[topicmapmail] ["Jonathan Marsh" <jmarsh@microsoft.com>] RE: XML Base question

Lars Marius Garshol larsga@garshol.priv.no
25 May 2003 18:33:53 +0300


* Lars Marius Garshol
|
| Not really. You can just give the full URI directly in the XTM
| document that you distribute. That solves the problem.

* Murray Altheim
| 
| No, if I download (for example) the language.xtm document from the
| XTM 1.0 website directory, [...]

The problem you point out with language.xtm is of course correct, but
that does not contradict what I wrote. I wrote "just give the full URI
directly in the XTM document that you distribute", and language.xtm
does not do this, so we are not talking about the same thing.

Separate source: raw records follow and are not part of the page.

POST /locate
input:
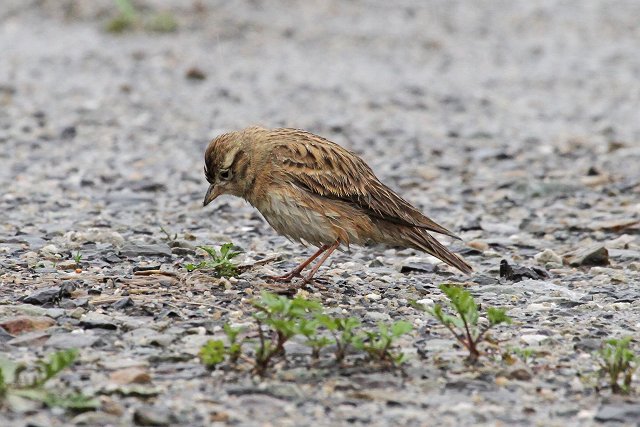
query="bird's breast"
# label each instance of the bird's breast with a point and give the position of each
(298, 218)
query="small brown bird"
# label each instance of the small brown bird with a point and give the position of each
(314, 191)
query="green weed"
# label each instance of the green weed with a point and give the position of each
(464, 324)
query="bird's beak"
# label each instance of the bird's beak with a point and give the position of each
(212, 193)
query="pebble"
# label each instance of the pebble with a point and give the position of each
(98, 161)
(533, 339)
(591, 255)
(548, 256)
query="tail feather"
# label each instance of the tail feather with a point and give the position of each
(420, 239)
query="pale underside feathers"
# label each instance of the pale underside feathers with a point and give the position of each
(311, 189)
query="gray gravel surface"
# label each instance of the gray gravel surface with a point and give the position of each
(513, 123)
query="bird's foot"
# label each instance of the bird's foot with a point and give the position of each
(287, 278)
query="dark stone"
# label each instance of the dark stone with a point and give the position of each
(96, 320)
(5, 336)
(151, 416)
(418, 267)
(146, 267)
(48, 296)
(589, 256)
(133, 250)
(622, 413)
(123, 303)
(112, 258)
(485, 280)
(517, 273)
(68, 133)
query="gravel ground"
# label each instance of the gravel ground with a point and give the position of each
(513, 123)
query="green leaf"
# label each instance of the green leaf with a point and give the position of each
(462, 301)
(401, 327)
(9, 370)
(75, 401)
(57, 362)
(212, 353)
(497, 316)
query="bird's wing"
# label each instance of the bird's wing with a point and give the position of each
(324, 168)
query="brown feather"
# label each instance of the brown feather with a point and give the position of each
(314, 191)
(325, 168)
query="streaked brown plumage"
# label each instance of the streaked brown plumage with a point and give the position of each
(314, 191)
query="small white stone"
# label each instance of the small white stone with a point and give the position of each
(50, 249)
(547, 256)
(533, 339)
(426, 301)
(543, 306)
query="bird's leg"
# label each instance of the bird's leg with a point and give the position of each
(296, 271)
(309, 277)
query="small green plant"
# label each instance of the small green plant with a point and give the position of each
(617, 358)
(279, 317)
(169, 237)
(212, 353)
(220, 262)
(18, 381)
(310, 329)
(162, 23)
(77, 258)
(126, 18)
(343, 331)
(464, 325)
(215, 352)
(526, 355)
(379, 344)
(235, 345)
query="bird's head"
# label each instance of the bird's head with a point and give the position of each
(226, 164)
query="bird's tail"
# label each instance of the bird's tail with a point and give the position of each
(420, 239)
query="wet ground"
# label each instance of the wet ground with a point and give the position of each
(514, 124)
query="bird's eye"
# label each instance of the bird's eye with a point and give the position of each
(225, 174)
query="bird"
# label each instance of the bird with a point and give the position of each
(316, 192)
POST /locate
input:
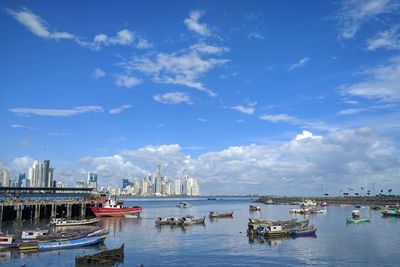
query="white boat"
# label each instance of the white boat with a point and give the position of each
(33, 234)
(65, 222)
(184, 205)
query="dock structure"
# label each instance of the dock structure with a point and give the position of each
(18, 203)
(12, 210)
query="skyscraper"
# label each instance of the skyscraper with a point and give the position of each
(92, 180)
(4, 178)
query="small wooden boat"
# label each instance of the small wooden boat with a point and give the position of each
(215, 214)
(162, 221)
(8, 241)
(359, 220)
(132, 216)
(190, 221)
(391, 212)
(65, 222)
(70, 243)
(108, 257)
(305, 231)
(274, 231)
(33, 234)
(254, 208)
(184, 205)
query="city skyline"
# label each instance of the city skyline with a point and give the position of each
(255, 97)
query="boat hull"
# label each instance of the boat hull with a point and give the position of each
(70, 243)
(114, 212)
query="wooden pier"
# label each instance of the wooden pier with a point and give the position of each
(16, 210)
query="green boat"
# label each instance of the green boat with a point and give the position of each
(391, 212)
(351, 220)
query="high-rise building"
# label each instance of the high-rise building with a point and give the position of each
(92, 180)
(4, 178)
(177, 187)
(80, 184)
(125, 183)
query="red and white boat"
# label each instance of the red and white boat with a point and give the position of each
(114, 208)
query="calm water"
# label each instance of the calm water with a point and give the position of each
(224, 242)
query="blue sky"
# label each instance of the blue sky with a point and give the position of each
(248, 97)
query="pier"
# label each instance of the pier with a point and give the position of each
(363, 200)
(38, 203)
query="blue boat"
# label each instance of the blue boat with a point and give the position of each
(306, 231)
(71, 243)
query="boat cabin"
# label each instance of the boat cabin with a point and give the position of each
(6, 239)
(33, 234)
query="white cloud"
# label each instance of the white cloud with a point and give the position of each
(342, 159)
(382, 83)
(209, 49)
(98, 73)
(301, 63)
(350, 111)
(119, 109)
(248, 109)
(387, 39)
(181, 69)
(127, 81)
(355, 13)
(278, 118)
(23, 127)
(173, 98)
(194, 25)
(255, 36)
(56, 112)
(307, 135)
(37, 25)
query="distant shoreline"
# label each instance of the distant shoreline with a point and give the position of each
(365, 200)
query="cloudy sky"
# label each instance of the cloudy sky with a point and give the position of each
(270, 97)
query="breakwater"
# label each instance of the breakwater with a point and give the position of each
(363, 200)
(25, 210)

| In fact, once downloaded, if we can't use xml:base to tell the
| processor that the canonical location of the document, it's
| canonical base URI, is at topicmaps.org, then there's no way to
| distribute and use local copies of PSI documents.

Yes, there is. See

  <URL: http://psi.oasis-open.org/iso/639/639-core.xtm >
 
which does it as follows:

  <topic id="language">
    <subjectIdentity>
      <subjectIndicatorRef xlink:href="http://psi.oasis-open.org/iso/639/#language"/>
    </subjectIdentity>
    <baseName>
      <scope><subjectIndicatorRef xlink:href="http://psi.oasis-open.org/iso/639/#eng"/></scope>
      <baseNameString>Language</baseNameString>
    </baseName>
    <baseName>
      <scope><subjectIndicatorRef xlink:href="http://psi.oasis-open.org/iso/639/#fra"/></scope>
      <baseNameString>Langue</baseNameString>
    </baseName>
  </topic>

The PSIs are given as absolute URIs, which means that when you
download the XTM file and read it locally you get the same URIs.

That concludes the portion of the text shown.